The Cuba Journal recently spoke with attorney Michael Moore about Cuba, maritime law and life in general. He is a fixture in the world of super yachts and a trusted contributor to a wide variety of organizations connected to the health of the world’s oceans. One gets the sense that Michael’s life can be aptly described as a “water world.”
Most recently, Michael made news by helping his client, Paul Madden Associates, obtain the first commercial license ever issued under new rules that allow US commercial vessels to travel between the US and Cuba. The historic journey is underway at the time of this writing.
With a successful 40-year career as a leading maritime attorney under his belt, one would think he would be ready to adopt a narrower gauge of reality. Not with Michael. Instead, he passionately champions an environmental cause with planetary implications.

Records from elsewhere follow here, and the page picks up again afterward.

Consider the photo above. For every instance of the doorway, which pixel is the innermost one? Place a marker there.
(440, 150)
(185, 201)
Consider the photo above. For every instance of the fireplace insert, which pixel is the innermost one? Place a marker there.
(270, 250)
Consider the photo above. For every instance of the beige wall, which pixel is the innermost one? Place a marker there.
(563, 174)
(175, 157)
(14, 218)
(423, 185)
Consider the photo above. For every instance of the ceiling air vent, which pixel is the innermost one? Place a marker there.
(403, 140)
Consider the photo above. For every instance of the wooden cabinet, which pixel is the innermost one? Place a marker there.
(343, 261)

As Chairman of the International Seakeepers Society (ISS), a position he has held since 2008, Michael orchestrates a global effort to promote oceanographic research, conservation and education through direct involvement with the global yachting community. Under normal circumstances, such a sweeping claim could be chalked up to bravado, but with Michael, protecting the world’s oceans carries the weight of some serious hardware – a collection of some of the largest private yachts in the world whose owners are members of the ISS.

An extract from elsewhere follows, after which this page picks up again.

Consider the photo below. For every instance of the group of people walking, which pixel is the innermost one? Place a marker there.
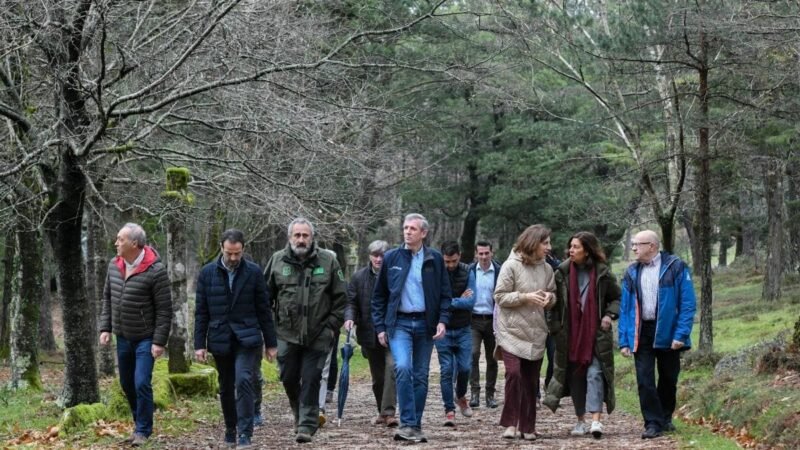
(405, 302)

As he explains, the fantastic wealth created by this elite group has occurred, in many cases, over the last 20 years and has led to a boom in yacht ownership. This community of people, all among the world’s one percent, has the resources to travel the world by sea and observe oceanic degradation firsthand.
Imbued with the spirit to heal our oceans, these yacht owners, and those associated with them, are in a unique position to contribute by doing what they love – being at sea and aiding research in the process. In essence, this is the idea behind ISS – putting together yacht owners and scientists.
Between his law practice and ISS responsibilities, Michael explains that Cuban matters are a daily topic of discussion. Intrepid business clients are positioning for early mover status in the region; and the maritime world is gearing up to navigate Cuba’s pristine 3,000 miles of coastline – not to mention the commercial opportunities for trade. While the lawyers of Moore & Co. will do their best to assist these bold business persons on the commercial side, the ISS also hopes to play a role in protecting the beautiful, unsullied splendor of the sea around her.